Una vera e propria mazzata sulle tasche degli italiani: in appena dodici mesi, il costo medio per mantenere un conto corrente è schizzato alle stelle, con rincari che superano il 20%. A pagare il prezzo più alto sono soprattutto pensionati e famiglie, spesso poco inclini alla digitalizzazione, che si ritrovano intrappolati in pacchetti bancari rigidi, poco trasparenti e sempre più cari. Lo rivelano i dati di un’indagine approfondita di Altroconsumo, ripresa da L’Economia del Corriere della Sera, che mette a nudo un mercato bancario italiano ancora molto frammentato e poco attento alle reali esigenze dei clienti. Nonostante le promesse della rivoluzione digitale e le normative europee volte a contenere i costi, la realtà è che la gestione del conto continua a rappresentare un costo significativo per milioni di italiani. Il profilo più colpito è quello dei pensionati, che pagano in media 47,15 euro all’anno per un conto con operatività media (circa 190 operazioni). Il rincaro, pari al 23% rispetto all’anno precedente, si traduce in un aggravio di spesa che pesa soprattutto su chi utilizza meno i canali digitali, preferendo recarsi in filiale per ogni operazione. Le famiglie, con un utilizzo più intenso (circa 230 operazioni annue), registrano un aumento del 21% portando la spesa media a 41,31 euro. Anche i giovani, pur spendendo meno in assoluto (29,98 euro in media, +17%), non sono immuni dai rincari e spesso subiscono costi nascosti legati a servizi accessori. Non tutte le banche si muovono allo stesso modo. Intesa Sanpaolo ha rilanciato con tre nuovi pacchetti conto (XMe Gold per famiglie e pensionati, XMe Silver per i giovani), riducendo sensibilmente i canoni annuali: da oltre 200 euro a poco più di 120 per famiglie e pensionati, e da quasi 170 a 115 euro per i giovani. Poste Italiane si conferma la più competitiva, grazie a sconti mirati che le permettono di offrire tariffe molto vantaggiose: 98,15 euro per famiglie, 89 euro per pensionati e appena 29 euro per giovani. Al contrario, Monte dei Paschi registra aumenti superiori al 50%, mentre Unicredit, pur vantando riduzioni fino al 73%, non rientra nella media generale per via di una metodologia di calcolo dell’Indice dei Costi Complessivi (ICC) differente.

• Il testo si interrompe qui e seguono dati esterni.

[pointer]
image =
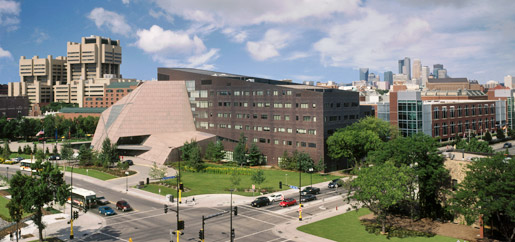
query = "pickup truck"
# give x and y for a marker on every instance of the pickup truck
(311, 190)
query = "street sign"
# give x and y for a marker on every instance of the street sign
(168, 177)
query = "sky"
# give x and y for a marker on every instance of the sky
(301, 40)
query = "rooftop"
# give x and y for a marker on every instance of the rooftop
(82, 110)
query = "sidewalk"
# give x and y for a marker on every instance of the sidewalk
(57, 226)
(288, 230)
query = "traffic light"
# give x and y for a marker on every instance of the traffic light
(180, 225)
(201, 234)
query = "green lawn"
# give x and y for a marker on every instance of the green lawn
(346, 227)
(204, 183)
(91, 172)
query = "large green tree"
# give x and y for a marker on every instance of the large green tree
(419, 152)
(489, 190)
(355, 141)
(380, 187)
(46, 185)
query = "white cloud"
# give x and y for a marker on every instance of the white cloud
(114, 22)
(269, 46)
(242, 13)
(39, 36)
(176, 49)
(9, 12)
(159, 13)
(235, 35)
(156, 39)
(5, 53)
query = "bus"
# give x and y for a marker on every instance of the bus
(82, 198)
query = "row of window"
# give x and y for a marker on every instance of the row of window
(463, 126)
(461, 111)
(285, 142)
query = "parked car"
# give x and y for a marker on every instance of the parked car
(311, 190)
(54, 157)
(102, 201)
(288, 202)
(123, 205)
(277, 197)
(260, 201)
(105, 210)
(307, 198)
(335, 183)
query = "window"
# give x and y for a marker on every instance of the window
(436, 130)
(435, 113)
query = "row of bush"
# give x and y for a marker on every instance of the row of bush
(222, 170)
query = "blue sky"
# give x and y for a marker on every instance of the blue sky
(289, 39)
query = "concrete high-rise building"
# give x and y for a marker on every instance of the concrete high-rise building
(94, 57)
(388, 76)
(363, 74)
(509, 81)
(89, 67)
(437, 67)
(417, 70)
(405, 67)
(424, 75)
(442, 74)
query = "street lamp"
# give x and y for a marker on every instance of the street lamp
(126, 181)
(311, 172)
(231, 233)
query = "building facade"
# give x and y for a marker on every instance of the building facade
(277, 116)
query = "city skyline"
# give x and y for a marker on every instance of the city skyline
(288, 40)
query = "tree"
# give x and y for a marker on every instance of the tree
(500, 133)
(380, 187)
(255, 156)
(240, 151)
(45, 186)
(488, 137)
(419, 152)
(195, 160)
(85, 156)
(355, 141)
(66, 151)
(258, 177)
(109, 153)
(489, 189)
(157, 172)
(235, 178)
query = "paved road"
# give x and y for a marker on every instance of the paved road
(149, 223)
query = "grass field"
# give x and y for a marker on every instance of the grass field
(91, 172)
(205, 183)
(347, 228)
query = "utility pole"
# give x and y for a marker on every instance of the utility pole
(71, 205)
(300, 192)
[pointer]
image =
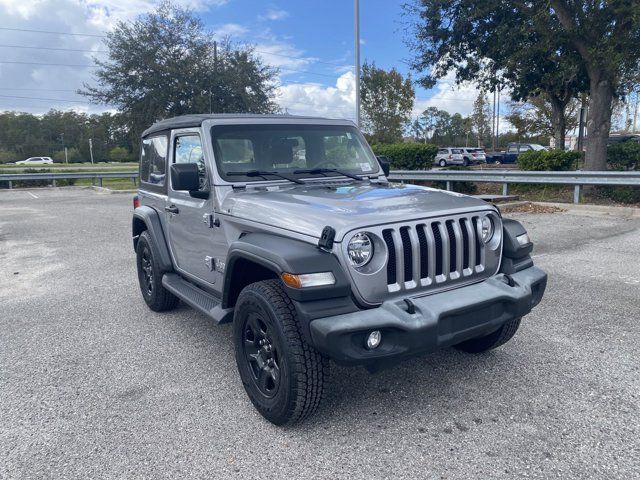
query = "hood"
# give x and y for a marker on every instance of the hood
(307, 209)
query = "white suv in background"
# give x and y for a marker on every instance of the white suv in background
(449, 156)
(473, 155)
(36, 161)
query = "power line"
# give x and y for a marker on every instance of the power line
(40, 89)
(53, 48)
(52, 33)
(45, 99)
(264, 52)
(48, 64)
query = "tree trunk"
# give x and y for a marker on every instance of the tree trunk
(558, 121)
(599, 122)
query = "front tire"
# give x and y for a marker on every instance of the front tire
(158, 298)
(493, 340)
(283, 376)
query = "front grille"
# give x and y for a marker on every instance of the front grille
(433, 252)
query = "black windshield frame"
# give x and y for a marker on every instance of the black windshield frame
(318, 129)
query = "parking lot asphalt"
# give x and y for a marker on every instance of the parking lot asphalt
(95, 385)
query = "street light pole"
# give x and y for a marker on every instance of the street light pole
(356, 8)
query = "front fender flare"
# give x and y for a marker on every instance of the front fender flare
(282, 254)
(151, 220)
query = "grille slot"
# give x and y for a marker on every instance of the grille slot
(407, 254)
(452, 246)
(478, 246)
(438, 243)
(465, 243)
(387, 236)
(433, 252)
(424, 252)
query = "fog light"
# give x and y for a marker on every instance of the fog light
(374, 339)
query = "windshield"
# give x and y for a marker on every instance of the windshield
(289, 149)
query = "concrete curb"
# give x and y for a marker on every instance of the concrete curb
(591, 209)
(109, 191)
(578, 209)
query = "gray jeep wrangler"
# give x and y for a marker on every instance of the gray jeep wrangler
(287, 227)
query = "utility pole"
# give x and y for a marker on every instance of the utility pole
(64, 148)
(635, 114)
(356, 26)
(215, 72)
(91, 149)
(493, 124)
(581, 121)
(498, 122)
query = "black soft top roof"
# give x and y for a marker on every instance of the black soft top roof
(195, 120)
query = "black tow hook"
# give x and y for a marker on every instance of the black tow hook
(411, 308)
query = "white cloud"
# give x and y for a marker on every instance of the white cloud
(314, 99)
(283, 55)
(274, 14)
(449, 97)
(230, 30)
(459, 99)
(70, 16)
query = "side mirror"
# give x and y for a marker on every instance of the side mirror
(184, 176)
(385, 164)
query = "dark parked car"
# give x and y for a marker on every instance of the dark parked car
(512, 152)
(288, 227)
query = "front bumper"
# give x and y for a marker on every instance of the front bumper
(437, 321)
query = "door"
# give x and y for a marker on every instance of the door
(189, 227)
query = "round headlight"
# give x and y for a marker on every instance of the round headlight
(360, 249)
(487, 229)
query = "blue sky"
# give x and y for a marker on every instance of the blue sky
(311, 42)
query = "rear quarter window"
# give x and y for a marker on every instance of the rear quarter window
(153, 160)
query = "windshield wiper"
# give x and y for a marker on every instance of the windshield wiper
(314, 171)
(262, 173)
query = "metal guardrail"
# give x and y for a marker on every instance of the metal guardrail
(505, 177)
(94, 176)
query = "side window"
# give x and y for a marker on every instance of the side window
(188, 149)
(153, 160)
(237, 153)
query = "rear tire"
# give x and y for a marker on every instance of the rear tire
(493, 340)
(157, 298)
(283, 376)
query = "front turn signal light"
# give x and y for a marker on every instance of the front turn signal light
(306, 280)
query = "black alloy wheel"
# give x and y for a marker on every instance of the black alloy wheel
(261, 354)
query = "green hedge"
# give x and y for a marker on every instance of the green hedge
(407, 156)
(468, 188)
(624, 156)
(541, 160)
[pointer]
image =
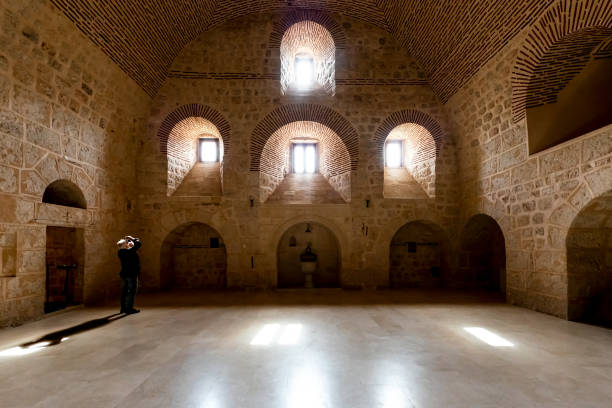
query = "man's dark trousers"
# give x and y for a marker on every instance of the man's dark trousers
(128, 291)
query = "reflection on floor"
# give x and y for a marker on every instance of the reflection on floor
(305, 189)
(311, 349)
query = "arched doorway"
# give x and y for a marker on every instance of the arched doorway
(418, 256)
(589, 263)
(65, 250)
(323, 243)
(66, 193)
(193, 256)
(482, 259)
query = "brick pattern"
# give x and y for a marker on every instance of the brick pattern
(145, 37)
(557, 47)
(427, 146)
(293, 17)
(230, 76)
(312, 37)
(334, 158)
(175, 128)
(300, 113)
(178, 135)
(420, 155)
(67, 112)
(453, 39)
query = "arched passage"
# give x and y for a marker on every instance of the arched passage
(308, 58)
(333, 164)
(416, 138)
(193, 256)
(482, 258)
(589, 263)
(66, 193)
(418, 256)
(180, 136)
(323, 243)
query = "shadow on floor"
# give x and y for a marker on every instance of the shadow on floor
(298, 297)
(56, 337)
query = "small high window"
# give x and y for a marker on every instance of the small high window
(304, 71)
(308, 59)
(209, 150)
(304, 158)
(393, 153)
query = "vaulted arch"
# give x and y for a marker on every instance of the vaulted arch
(297, 15)
(416, 138)
(196, 111)
(556, 49)
(180, 136)
(299, 113)
(408, 116)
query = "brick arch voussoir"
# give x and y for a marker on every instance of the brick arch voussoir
(194, 110)
(408, 116)
(297, 15)
(296, 113)
(564, 18)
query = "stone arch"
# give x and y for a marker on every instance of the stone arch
(194, 110)
(303, 113)
(334, 159)
(193, 256)
(565, 30)
(178, 136)
(482, 255)
(408, 116)
(336, 229)
(64, 192)
(589, 263)
(422, 138)
(419, 255)
(323, 243)
(297, 15)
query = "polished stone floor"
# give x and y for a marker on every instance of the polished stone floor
(323, 349)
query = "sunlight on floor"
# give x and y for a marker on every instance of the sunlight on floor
(290, 334)
(488, 337)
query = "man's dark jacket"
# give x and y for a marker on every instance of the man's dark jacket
(130, 263)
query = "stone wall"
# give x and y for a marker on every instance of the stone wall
(234, 70)
(419, 257)
(194, 257)
(534, 198)
(66, 112)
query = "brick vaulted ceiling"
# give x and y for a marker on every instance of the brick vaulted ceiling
(451, 39)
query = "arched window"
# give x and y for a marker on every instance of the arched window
(305, 162)
(195, 158)
(410, 162)
(66, 193)
(308, 58)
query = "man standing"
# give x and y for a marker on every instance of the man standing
(130, 269)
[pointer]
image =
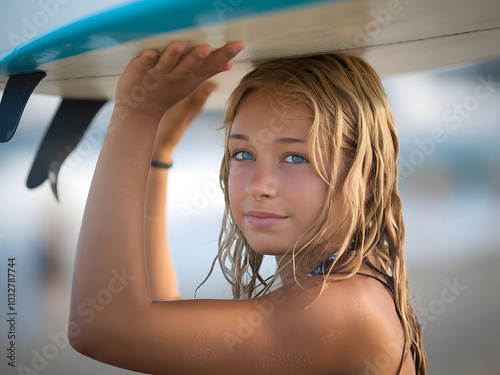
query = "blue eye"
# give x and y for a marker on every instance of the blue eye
(243, 155)
(296, 159)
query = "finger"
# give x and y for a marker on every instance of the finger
(193, 59)
(219, 59)
(198, 98)
(170, 57)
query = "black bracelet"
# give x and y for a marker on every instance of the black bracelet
(159, 164)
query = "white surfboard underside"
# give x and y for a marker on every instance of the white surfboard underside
(394, 36)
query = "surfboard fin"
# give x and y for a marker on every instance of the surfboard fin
(67, 128)
(16, 94)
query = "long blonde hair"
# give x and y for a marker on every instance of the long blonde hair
(352, 115)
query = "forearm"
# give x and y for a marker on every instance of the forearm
(161, 274)
(112, 234)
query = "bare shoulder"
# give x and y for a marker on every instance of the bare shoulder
(352, 327)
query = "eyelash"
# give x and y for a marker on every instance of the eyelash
(235, 153)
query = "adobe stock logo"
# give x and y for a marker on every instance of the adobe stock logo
(34, 24)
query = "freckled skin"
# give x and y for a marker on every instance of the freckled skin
(272, 182)
(286, 334)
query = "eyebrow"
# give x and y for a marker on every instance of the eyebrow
(283, 140)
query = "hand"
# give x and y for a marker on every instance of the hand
(177, 119)
(152, 83)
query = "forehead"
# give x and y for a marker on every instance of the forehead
(268, 113)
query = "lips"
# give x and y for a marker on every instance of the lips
(264, 219)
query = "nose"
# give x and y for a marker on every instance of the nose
(263, 183)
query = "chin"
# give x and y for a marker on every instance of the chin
(268, 248)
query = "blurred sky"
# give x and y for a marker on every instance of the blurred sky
(449, 128)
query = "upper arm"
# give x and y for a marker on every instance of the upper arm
(281, 332)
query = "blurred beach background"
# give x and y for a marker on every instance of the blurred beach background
(449, 127)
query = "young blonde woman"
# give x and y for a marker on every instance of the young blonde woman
(309, 176)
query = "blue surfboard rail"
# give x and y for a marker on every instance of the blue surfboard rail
(130, 22)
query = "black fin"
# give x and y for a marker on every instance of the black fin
(16, 94)
(66, 130)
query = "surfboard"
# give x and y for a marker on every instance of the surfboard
(82, 60)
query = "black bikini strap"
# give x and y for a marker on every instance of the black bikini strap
(381, 281)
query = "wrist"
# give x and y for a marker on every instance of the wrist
(159, 164)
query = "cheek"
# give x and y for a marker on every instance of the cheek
(236, 184)
(309, 191)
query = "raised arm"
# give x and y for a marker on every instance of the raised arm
(113, 318)
(161, 274)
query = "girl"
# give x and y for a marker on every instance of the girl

L’Indice dei Costi Complessivi, introdotto vent’anni fa per semplificare la comparazione tra offerte bancarie, oggi mostra tutte le sue lacune. Il crollo dell’uso degli assegni, da 450 a 60 milioni l’anno, e la diffusione di pagamenti digitali e app hanno completamente cambiato il modo di usare il conto. Banca d’Italia e ABI sono al lavoro per aggiornare l’ICC, affinché rifletta meglio le reali abitudini degli utenti e fornisca un indicatore più chiaro e affidabile. Un passo fondamentale per consentire a consumatori sempre più consapevoli di scegliere il conto più adatto senza sorprese. Il quadro che emerge è chiaro: chi resta legato a conti tradizionali e filiali rischia di pagare molto di più, anche senza accorgersene. Al contrario, orientarsi verso offerte digitali e confrontare periodicamente i costi può portare a risparmi importanti. Tuttavia, il cambiamento non è sempre semplice, soprattutto per pensionati e famiglie meno avvezzi alle tecnologie, che si trovano spesso a fronteggiare procedure burocratiche complesse o servizi poco chiari.